Let's say I have two cameras adhering to the assumption that at any given moment, there is a finite number of features visible from both. Both of them start off at a certain baseline b between them, displaced in X (opencv convention). And then they are free to move in X, Y, Z and rotate about all axes, but there are features visible from both. Given that I know b, my final goal is to accurately calculate the subsequent positions of both cameras in real time (although for now, I don't need realtime performance)

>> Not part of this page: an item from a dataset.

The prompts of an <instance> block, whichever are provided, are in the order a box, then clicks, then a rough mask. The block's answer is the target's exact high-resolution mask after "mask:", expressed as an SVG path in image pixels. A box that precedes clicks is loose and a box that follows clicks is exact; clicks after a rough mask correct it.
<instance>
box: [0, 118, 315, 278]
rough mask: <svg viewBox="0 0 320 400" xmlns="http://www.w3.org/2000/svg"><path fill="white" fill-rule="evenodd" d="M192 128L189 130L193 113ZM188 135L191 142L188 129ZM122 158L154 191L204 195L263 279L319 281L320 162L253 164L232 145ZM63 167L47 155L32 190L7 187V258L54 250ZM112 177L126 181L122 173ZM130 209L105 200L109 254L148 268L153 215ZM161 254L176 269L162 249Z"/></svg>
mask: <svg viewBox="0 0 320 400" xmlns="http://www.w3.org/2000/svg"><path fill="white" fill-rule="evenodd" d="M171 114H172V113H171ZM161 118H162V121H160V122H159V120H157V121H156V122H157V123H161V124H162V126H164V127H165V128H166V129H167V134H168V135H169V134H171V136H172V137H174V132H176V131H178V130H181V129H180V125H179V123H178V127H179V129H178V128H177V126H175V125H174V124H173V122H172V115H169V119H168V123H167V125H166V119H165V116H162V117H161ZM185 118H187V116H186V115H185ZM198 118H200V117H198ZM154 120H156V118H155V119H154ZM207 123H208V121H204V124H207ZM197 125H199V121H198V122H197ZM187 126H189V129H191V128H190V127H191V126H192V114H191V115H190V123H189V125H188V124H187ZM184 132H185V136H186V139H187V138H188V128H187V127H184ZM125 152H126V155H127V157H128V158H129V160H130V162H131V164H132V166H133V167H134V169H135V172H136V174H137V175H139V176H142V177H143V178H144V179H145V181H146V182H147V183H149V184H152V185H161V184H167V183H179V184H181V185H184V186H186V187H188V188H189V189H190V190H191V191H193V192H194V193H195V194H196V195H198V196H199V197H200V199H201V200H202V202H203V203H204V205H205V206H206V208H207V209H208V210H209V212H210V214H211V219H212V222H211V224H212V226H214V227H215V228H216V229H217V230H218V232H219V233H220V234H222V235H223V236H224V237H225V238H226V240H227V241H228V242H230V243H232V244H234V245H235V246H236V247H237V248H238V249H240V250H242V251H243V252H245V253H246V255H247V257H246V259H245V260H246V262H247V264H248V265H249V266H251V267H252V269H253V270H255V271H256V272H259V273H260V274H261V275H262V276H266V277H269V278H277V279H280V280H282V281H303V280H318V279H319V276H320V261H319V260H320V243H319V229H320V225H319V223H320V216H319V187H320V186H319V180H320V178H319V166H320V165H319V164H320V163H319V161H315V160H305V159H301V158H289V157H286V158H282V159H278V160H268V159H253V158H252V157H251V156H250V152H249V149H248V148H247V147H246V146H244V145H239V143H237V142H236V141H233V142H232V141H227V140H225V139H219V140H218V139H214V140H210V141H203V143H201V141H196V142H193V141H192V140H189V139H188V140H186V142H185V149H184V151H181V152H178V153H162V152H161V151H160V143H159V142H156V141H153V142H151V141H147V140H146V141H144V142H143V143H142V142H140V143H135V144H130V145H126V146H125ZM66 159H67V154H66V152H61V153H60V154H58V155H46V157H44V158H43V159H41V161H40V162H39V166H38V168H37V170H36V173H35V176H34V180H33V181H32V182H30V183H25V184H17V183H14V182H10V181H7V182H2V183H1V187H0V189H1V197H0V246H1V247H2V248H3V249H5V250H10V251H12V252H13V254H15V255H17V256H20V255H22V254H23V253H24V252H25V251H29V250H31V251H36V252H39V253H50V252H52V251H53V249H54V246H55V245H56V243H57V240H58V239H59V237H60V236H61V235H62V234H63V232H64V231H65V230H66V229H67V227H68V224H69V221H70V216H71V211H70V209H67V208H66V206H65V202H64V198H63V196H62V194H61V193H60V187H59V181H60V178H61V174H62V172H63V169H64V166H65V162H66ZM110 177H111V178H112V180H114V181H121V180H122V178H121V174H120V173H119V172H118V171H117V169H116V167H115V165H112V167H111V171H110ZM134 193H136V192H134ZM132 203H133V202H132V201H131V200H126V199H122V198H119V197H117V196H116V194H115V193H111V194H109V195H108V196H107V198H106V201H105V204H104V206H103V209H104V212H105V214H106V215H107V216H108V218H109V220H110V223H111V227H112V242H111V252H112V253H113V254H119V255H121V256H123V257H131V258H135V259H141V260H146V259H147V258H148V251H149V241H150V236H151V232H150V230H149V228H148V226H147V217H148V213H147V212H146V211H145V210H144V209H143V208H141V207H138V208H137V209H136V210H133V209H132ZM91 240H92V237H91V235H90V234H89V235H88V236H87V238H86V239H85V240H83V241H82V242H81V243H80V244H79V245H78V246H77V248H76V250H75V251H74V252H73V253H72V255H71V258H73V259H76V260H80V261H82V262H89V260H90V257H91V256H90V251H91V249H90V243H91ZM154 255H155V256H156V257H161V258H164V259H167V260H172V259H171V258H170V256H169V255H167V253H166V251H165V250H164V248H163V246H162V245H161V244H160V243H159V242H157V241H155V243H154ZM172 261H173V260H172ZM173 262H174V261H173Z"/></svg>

I have two approaches in mind for this:
Approach 1:
Triangulate the first pair of images (image0_L, image0_R), and pick a pair of points in the 3D set. Calculate the distance between those points and store it as d1. After the cameras have moved a little, we obtain image1_L, image1_R. Triangulate image1_L and image0_R and track that pair of points again and calculate the new distance d2. Dividing d1/d2 should tell us how much the camera1 has moved with respect to camera2. Repeat with image1_R and image0_L for getting camera2's position w.r.t. camera 1. This is pretty computationally expensive, and also feels like a very naive implementation.
Approach 2:
Construct the 3D point cloud from image0_L and image0_R. Match image1_L and image0_R to see how many features from image0_R are still visible. Take only those points that correlate to these "tracked, still visible" features from the original 3D point cloud, use those object points as reference and run PNP algorithm on the image points from image1_R and image1_L to obtain positions of both cameras. This is not as computationally intensive as approach 1, but it's giving me very erratic and unreliable results. I am not really knowledgeable at the theoretical aspects of CV theory, so I feel I am failing to spot a more elegant solution for this. Any suggestions or comments would be very helpful, thanks!